KEBIASAAN merokok adalah penyebab tunggal dari kematian dini dan ketimpangan kesehatan di masyarakat. Ironisnya, penyakit akibat kebiasan buruk ini sebenarnya bisa dicegah dengan gaya hidup sehat.
Sementara itu, sekira 2.300 orang meninggal dunia dini setiap tahun akibat penyakit yang berhubungan dengan kebiasaan merokok. Misalnya, beberapa penyakit akibat dari kebiasaan merokok adalah penyakit jantung koroner, stroke, dan kanker.
Berdasarkan fakta tersebut, seluruh ahli di Britania Raya dan Republik Irlandia akan berkumpul di
the Inaugural Tobacco Control Conference yang diselenggarakan
the Public Health Agency (PHA). Konferensi ini dimaksudkan untuk meninjau perkembangan terakhir dan mendiskusikan tantangan utama dan pendekatan dalam mengurangi kebiasaan merokok.

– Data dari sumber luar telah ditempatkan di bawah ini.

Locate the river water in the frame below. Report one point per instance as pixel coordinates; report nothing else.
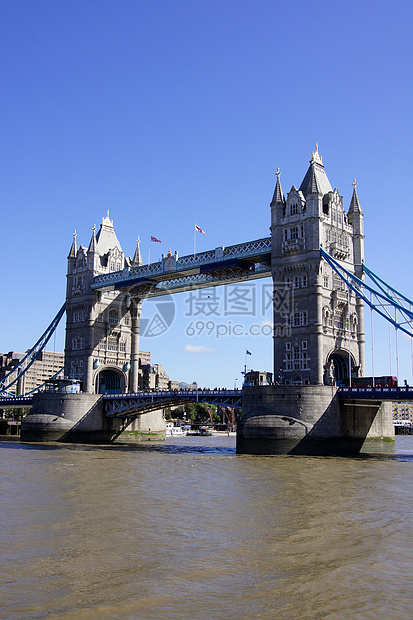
(189, 530)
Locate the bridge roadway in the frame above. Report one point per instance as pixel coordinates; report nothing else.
(119, 405)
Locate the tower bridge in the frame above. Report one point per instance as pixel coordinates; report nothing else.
(318, 317)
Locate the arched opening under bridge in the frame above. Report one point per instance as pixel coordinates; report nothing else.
(108, 381)
(336, 372)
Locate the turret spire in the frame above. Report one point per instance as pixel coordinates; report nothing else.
(92, 245)
(137, 258)
(73, 248)
(278, 197)
(355, 204)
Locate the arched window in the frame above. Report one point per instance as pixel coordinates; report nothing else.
(113, 317)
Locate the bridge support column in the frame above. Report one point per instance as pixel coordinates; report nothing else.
(311, 419)
(136, 309)
(80, 418)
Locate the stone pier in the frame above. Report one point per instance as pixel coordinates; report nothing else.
(311, 419)
(79, 418)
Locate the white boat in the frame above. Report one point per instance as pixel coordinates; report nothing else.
(174, 431)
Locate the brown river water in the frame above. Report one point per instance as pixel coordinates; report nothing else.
(189, 530)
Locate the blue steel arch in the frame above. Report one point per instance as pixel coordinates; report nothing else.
(385, 297)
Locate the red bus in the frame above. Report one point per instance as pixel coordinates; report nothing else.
(368, 382)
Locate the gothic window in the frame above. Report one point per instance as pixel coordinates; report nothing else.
(113, 317)
(288, 361)
(338, 284)
(78, 344)
(112, 343)
(294, 232)
(339, 321)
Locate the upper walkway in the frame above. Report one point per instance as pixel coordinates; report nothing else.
(235, 263)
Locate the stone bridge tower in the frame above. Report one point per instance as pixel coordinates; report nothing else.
(318, 325)
(102, 328)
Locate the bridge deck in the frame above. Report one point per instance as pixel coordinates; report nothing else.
(118, 405)
(376, 393)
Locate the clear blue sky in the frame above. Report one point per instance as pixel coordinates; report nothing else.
(172, 112)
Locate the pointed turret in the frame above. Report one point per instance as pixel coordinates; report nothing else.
(355, 204)
(355, 218)
(137, 258)
(316, 180)
(106, 237)
(278, 197)
(93, 244)
(92, 251)
(73, 248)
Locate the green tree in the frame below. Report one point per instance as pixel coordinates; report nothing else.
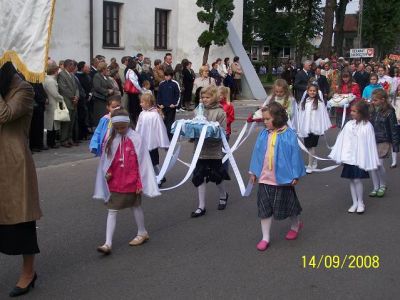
(215, 13)
(339, 35)
(329, 16)
(381, 25)
(306, 16)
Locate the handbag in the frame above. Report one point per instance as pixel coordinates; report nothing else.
(61, 114)
(129, 87)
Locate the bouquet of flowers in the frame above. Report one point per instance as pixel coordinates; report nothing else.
(341, 100)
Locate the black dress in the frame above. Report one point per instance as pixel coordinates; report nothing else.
(19, 239)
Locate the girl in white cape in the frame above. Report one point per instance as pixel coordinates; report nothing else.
(356, 149)
(282, 95)
(151, 128)
(313, 122)
(124, 173)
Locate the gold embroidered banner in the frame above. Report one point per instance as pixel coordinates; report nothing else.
(25, 29)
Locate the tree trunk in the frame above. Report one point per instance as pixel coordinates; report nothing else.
(339, 35)
(303, 39)
(210, 29)
(326, 43)
(205, 55)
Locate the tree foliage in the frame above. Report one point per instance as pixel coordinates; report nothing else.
(381, 25)
(215, 13)
(284, 23)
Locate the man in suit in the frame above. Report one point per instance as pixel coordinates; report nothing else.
(361, 77)
(69, 90)
(322, 83)
(301, 80)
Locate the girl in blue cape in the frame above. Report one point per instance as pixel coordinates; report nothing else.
(277, 164)
(102, 131)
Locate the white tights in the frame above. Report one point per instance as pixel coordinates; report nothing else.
(267, 222)
(112, 221)
(357, 191)
(312, 161)
(379, 176)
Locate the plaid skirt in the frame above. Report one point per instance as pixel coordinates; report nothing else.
(278, 201)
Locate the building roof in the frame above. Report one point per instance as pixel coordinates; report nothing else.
(350, 23)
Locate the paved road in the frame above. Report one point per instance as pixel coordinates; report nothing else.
(213, 257)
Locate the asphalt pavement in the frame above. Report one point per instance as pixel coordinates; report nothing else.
(215, 256)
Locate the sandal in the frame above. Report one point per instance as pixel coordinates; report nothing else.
(381, 192)
(139, 239)
(196, 214)
(105, 249)
(374, 193)
(223, 202)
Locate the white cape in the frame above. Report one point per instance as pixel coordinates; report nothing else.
(147, 175)
(311, 120)
(356, 146)
(152, 129)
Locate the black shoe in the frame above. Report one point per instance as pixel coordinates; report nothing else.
(222, 206)
(196, 214)
(17, 291)
(164, 180)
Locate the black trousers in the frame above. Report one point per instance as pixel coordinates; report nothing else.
(37, 128)
(51, 137)
(169, 119)
(134, 107)
(82, 120)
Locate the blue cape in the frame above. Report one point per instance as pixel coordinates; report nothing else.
(98, 136)
(288, 161)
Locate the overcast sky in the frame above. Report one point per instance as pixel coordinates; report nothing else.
(351, 8)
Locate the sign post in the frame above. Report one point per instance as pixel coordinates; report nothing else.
(362, 52)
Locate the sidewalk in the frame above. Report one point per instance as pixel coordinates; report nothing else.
(53, 157)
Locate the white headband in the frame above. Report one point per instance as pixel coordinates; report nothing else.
(120, 119)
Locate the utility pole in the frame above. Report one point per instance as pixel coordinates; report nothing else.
(359, 33)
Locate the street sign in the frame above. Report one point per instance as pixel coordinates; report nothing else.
(362, 52)
(394, 57)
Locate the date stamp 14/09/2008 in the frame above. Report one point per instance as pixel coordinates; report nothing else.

Direktur Kesehatan Masyarakat di PHA, Dr. Carolyn Harper mengatakan bahwa mereka ingin berbagi ide tentang bagaimana cara terbaik untuk mengatasi kebiasaan merokok. Hal ini termasuk membantu orang untuk berhenti merokok dan mengurangi risiko orang lain terhadap dampak kebiasaan merokok.
"Ini memberikan kesempatan untuk berbagi informasi dalam melindungi generasi sekarang dan mendatang dari kesehatan yang buruk, konsekuensi sosial, lingkungan dan ekonomi dari konsumsi tembakau, serta paparan asap tembakau," ujarnya, dikutip
Hscni.
Selanjutnya, dia mengatakan bahwa PHA memiliki tanggung jawab untuk melaksanakan strategi perawatan pasien diabetes. Selain itu, salah satu tujuan konferensi itu untuk menyatukan mereka yang bekerja sama dalam pengendalian temabakau dan mengindentifikasi kesenjangan dalam pengetahuan saat ini sehubungan pengendalian tembakau.
"Mengurangi prevalensi kebiasaan merokok adalah salah satu tantangan terbesar dalam kesehatan masyarakat. Hal ini karena satu dari setiap dua perokok akan mati muda karena kebiasaan merokok mereka," jelasnya.